Flash forward to this years event. Digital recorder in one hand and event schedule in the other, I dragged Dana all over Amicalola Falls. (Not that she minded.)  Presenter after presenter entertained, educated and provided fresh new content for future All Who Wander podcasts.  We had a blast!  As I scanned the schedule I noticed something:  Skywalker’s presentation would be in support of his latest book and thru-hike…on the Camino de Santiago! What?!  I’d just discovered the existence of this ancient pilgrimage a year or so ago. I had waited impatiently for Emilio Estevez’ film on the Camino, The Way to come to Redbox since we had just missed one of the limited showings in Asheville.
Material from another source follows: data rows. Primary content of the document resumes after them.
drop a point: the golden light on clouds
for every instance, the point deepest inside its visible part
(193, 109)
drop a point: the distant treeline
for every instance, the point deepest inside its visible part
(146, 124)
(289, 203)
With my distaste for Bill’s writing warring against my confidence in my wife…we went…and were not disappointed.

Bill was absolutely charismatic.  His animated gesticulations, his passion for the Camino, his wry humor and engaging personality not only held my attention but struck fire to my imagination…enticing my heart to that ancient path and awakening a longing to walk this pilgrimage as well. My experience with the real Skywalker was as dissimilar to my experience with his book as it could possibly be. I thought, “Now, here’s a guy I’d like to share a trail with.”  I even began to re-examine my original assessment.

Just a few weeks ago all three of Bill’s books in Kindle format were free on Amazon.  I downloaded all three. I immediately dove right into his narrative on the Camino, The Best Way.  The very first couple of pages gripped me, It seemed so different from what little I remembered from his first offering.  I yelled to Dana, who was in  another room, “I like it!  This is really good!”  She laughed. Then I wondered…what changed?  Had Bill’s writing improved? Had he gotten an editor? Maybe.  Maybe it was the fact that I had met the real Skywalker and been captivated by his authenticity and his love for the Way. Maybe it was me that had changed.  Maybe both.

Well, since this is a book review…of sorts, I should give you my take.  The Best Way is part trail narrative, part travel guide, part history book and all Skywalker. I’d recommend that you pick it up on Kindle or some other e-reader format because The Best Way is also part vocabulary lesson.  Along with liberal splashes of espanol, Bill has continued his use of words unfamiliar…unfamiliar to me at least.  Whether Bill is trying to impress us with his expansive knowledge or he’s struggling to find words to express what can sometimes be almost inexpressible, I can’t say.  I can say that having a “close-encounter” with the real Skywalker has given me a whole new take on his books.  So would I recommend The Best Way?  Only if you’re willing to have a sehnsucht for hiking the Camino awakened in you.  (That one was for you, Bill.)